I remember holding a paintbrush dripping with linseed oil and fragrant, viscous paint as it hovered over the canvas before making a mark. I remember the deliberation of what, how much, where and why to make a gesture in a precise, perfect moment. So much of understanding painting was about asking questions. Like many noble pursuits, seeking answers often result only in a prolonged spiral into more questions. After several years of studying figure painting, intoxicated by the maddening process of prolonged inquiry, I heard my professor say clearly that “to paint, to really paint, you must want to do nothing else, and painting must be the thing you live for.” I was already burnt out, and my professor’s acerbic remark gave me a way out. I knew I wanted to do other things besides for paint; I knew I wasn’t obsessed enough. My self-doubt was stoked, and I made the decision to walk away from attempting to render anatomy. “Painting is dead” I would announce in my demoralized state to anybody who asked why I had stopped this thing I loved so much. It was so much easier to blame a movement than recognize my own inability to participate. I took my hands off of making painting away for many years. But I never stopped asking question about painting. When I found an abandoned wooden stretcher in a Lower East Side dumpster more than ten years after the words of my professor had finally vacated my thoughts, a single question emerged as if it had come to me by divine possession: When did I forget that a painting’s bones and skin are made of wood and fabric? I started thinking about the skeleton and skin of the painting, before it was even touched by the veneer of paint. I started thinking about a painting’s architecture and a painting’s body. It suddenly dawned on me that it was the paint itself that was holding me back.

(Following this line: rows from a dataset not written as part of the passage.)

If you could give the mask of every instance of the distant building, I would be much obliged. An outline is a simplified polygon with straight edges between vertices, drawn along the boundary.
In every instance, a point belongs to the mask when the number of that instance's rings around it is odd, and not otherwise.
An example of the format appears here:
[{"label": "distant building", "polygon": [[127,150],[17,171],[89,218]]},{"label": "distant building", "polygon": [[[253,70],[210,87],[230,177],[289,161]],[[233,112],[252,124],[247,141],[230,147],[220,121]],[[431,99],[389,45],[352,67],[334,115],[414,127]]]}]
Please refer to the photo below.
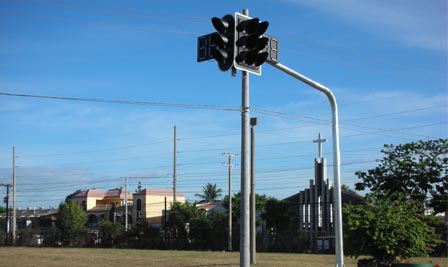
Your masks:
[{"label": "distant building", "polygon": [[[123,188],[109,189],[102,191],[98,189],[87,189],[75,194],[71,201],[77,203],[87,214],[87,226],[95,227],[102,219],[109,218],[113,212],[113,221],[124,222],[125,203],[132,206],[132,195],[127,195],[127,200]],[[131,209],[128,209],[129,221]]]},{"label": "distant building", "polygon": [[[165,210],[169,210],[173,204],[173,191],[146,188],[132,194],[132,199],[132,215],[136,221],[146,220],[149,224],[161,225]],[[185,203],[185,196],[177,193],[176,201]]]},{"label": "distant building", "polygon": [[213,214],[215,212],[227,212],[222,203],[200,203],[196,204],[196,208],[205,210],[207,215]]},{"label": "distant building", "polygon": [[[57,213],[58,209],[54,207],[48,209],[43,207],[29,207],[27,209],[18,208],[16,210],[18,230],[16,244],[40,246],[43,244],[42,242],[44,241],[44,238],[52,239],[55,235]],[[7,229],[9,242],[11,242],[11,229],[9,227],[12,220],[11,217],[12,211],[9,210],[9,223],[8,227],[6,227],[6,212],[0,213],[0,229]],[[39,234],[33,235],[32,240],[28,240],[29,238],[24,237],[22,233],[31,228],[39,229]],[[5,233],[4,231],[0,231],[0,244],[4,244],[3,242],[5,242]]]}]

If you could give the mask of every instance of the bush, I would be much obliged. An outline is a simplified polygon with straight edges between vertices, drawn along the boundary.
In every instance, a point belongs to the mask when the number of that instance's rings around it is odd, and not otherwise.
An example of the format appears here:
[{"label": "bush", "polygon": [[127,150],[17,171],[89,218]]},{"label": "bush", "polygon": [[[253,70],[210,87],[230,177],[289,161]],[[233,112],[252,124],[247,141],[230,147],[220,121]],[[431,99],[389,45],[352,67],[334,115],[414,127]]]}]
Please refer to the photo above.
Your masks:
[{"label": "bush", "polygon": [[418,205],[404,198],[392,201],[376,198],[375,194],[363,205],[346,205],[347,253],[355,257],[371,255],[377,266],[388,266],[397,257],[428,256],[440,240],[418,210]]}]

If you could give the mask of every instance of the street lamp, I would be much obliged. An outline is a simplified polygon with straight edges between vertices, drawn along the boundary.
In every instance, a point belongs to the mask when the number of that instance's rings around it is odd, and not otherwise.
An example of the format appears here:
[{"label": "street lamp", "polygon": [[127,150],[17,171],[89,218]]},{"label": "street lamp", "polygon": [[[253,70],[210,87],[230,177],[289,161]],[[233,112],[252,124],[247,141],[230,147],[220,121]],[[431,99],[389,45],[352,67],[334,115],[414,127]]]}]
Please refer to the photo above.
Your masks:
[{"label": "street lamp", "polygon": [[250,263],[257,263],[257,209],[255,206],[255,129],[258,124],[258,118],[250,118]]}]

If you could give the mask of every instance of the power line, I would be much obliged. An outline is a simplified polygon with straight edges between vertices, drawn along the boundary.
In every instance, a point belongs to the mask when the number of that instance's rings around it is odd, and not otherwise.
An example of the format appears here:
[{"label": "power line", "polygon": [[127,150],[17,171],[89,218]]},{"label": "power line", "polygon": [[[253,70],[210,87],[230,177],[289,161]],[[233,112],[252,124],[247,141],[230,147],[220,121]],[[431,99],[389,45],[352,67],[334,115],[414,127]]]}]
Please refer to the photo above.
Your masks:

I started creating a series of textile collages made from deconstructed fabric that had personal meaning. I believe that clothing especially carries the imprint of the wearer. All repurposed materials inherit the narratives of their past lives. For the earlier works such as 99 Red Silk Suit and ‘Somnambulist, I used fabrics that were part of my own family’s history, such as my mother’s garments from when we first arrived to America, or old bed linens I’d slept on as a child. Rather than using paint on a canvas to tell a story, I made an effort to follow a hidden path of the fabric itself. Instead of making marks with ink, I used the existing buttons, stitches and seams of each garment to reveal shapes and structure.
In this way, each of the textile collages became anecdotes of specific memories; and, like early memories, they were fragmented. I found a parallel between the shape of clothing and human anatomy, naturally as one was intended for the other. But what could a garment mean when the body was absent? What if clothing became autonomous? Understood in its own right?
I’ve thought a lot since about a tender, obsessive relationship I’ve had over time to certain objects from my past. With several decades behind me, I can trace my interest in both fetish and material culture back to early childhood and adolescence. I’ve organized the things I’ve touched in my mind like an alphabet, interpreting them, arranging them. The list begins here: the leather boot my mother lost at the airport when we were leaving Moscow; the belt that cinched her favorite dress; the soft wool of my father’s trousers; the thick, ochre shag carpeting covering the floors of our first apartment. All of these materials imprinted me with meaning and memory, finding their way into reconstructed stories. Part of me knows I will never reconcile my relationship with these exact objects because they no longer exist in the world and memories fade, just like fabric, over time.
I call this body of work “Textile Collages” to remind myself that painting often begins with a piece of fabric stretched over a frame. I call them abstract because even though they are absent of a recognizable form, they indicate a metonymic part of a narrative. They reference parts of the human body while not quite representing it. These textile collages are also paintings, because even though I no longer hold a brush with paint in order to create them, I continue to ask the questions of what, how much, where and why, as I make sense of my materials throughout the process of making them. I’m starting to trust that as long as these questions are alive, painting will never be dead.